The longer part-time students stay in school, the more vulnerable they are to leaving degrees unfinished. With part-time college enrollment expected to outpace full-time enrollment through 2027, college administrators have taken note and are looking for ways to improve retention and shorten time-to-completion for part-time students. Less than 20 percent of part-time students at four-year colleges graduate within eight years; the percentage is even lower at community colleges, according to The Hechinger Report.
The two most common obstacles part-timers face are scheduling conflicts and financial struggles. Many juggle multiple jobs and child care commitments, which can be difficult to align with required courses offered only during certain time slots.
With limited time to socialize on campus, part-time students also may lack a sense of belonging at their school.
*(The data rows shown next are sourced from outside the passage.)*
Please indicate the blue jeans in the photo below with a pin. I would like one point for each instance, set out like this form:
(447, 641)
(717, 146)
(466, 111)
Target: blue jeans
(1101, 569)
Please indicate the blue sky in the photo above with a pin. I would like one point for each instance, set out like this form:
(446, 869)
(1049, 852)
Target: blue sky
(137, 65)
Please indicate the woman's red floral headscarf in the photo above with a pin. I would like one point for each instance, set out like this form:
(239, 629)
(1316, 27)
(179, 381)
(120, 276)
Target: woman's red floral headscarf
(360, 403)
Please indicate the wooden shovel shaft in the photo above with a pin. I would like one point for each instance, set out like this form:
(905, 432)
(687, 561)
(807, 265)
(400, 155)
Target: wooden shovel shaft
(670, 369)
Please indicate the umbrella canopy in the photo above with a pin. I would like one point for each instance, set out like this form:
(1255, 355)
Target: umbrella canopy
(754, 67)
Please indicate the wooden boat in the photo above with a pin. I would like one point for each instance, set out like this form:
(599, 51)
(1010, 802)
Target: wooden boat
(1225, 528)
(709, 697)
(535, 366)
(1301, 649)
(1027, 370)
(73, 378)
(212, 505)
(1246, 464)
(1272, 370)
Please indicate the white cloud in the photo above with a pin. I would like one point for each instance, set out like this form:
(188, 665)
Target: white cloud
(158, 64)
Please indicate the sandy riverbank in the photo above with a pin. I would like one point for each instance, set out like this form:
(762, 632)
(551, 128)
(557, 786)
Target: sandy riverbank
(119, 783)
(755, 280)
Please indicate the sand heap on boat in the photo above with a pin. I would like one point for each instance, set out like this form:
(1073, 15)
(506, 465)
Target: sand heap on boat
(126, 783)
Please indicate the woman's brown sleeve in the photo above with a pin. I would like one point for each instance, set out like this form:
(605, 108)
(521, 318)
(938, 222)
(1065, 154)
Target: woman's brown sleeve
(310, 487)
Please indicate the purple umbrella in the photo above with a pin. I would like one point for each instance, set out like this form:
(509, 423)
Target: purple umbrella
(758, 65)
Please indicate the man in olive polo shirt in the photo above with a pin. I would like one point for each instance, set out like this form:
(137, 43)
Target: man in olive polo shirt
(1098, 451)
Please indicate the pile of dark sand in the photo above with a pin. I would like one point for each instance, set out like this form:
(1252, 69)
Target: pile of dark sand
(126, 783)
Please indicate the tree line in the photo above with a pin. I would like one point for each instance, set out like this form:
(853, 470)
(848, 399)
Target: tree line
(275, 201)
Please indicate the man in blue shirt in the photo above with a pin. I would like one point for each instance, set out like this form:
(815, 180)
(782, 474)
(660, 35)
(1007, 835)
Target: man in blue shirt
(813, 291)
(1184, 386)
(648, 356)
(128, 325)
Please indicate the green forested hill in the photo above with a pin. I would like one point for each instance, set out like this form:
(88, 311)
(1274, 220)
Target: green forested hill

Bunker Hill Community College in Boston, where 70 percent of students are part-time and 50 percent are parents, has focused on building a peer community for part-time students, in part by requiring them to take a “Finding your Future” seminar. “It allows them to be part of the culture here, and to feel like they’re part of a family, and there’s connection,” says adjunct professor Nichole Vatcher. “And I think it’s the connection that keeps them coming back.”
The debate over increasing course loads
Some institutions, meanwhile, are focusing on boosting students’ course load and momentum, given evidence that the more years a degree takes, the more vulnerable a person’s education is to disruptive life changes and funding shortages. Massachusetts’ three-year-old Commonwealth Commitment program freezes tuition for students who take a full course load and offers admission to state colleges for full-time community college students who maintain a 3.0 grade point average. Program participants are also required to take a seminar that introduces them to mentors and success coaches. More than 1,000 students have participated in this program, and those who took the seminar were 16 percent more likely to return in the spring, but early results show little impact on graduation.
However, going full-time and taking additional seminars may not be feasible for every part-time student, experts say. While it’s a laudable goal, colleges “will leave too many of [their] most vulnerable students behind if [they] only focus on that as the solution,” says Karen Stout, president of the advocacy group Achieving the Dream.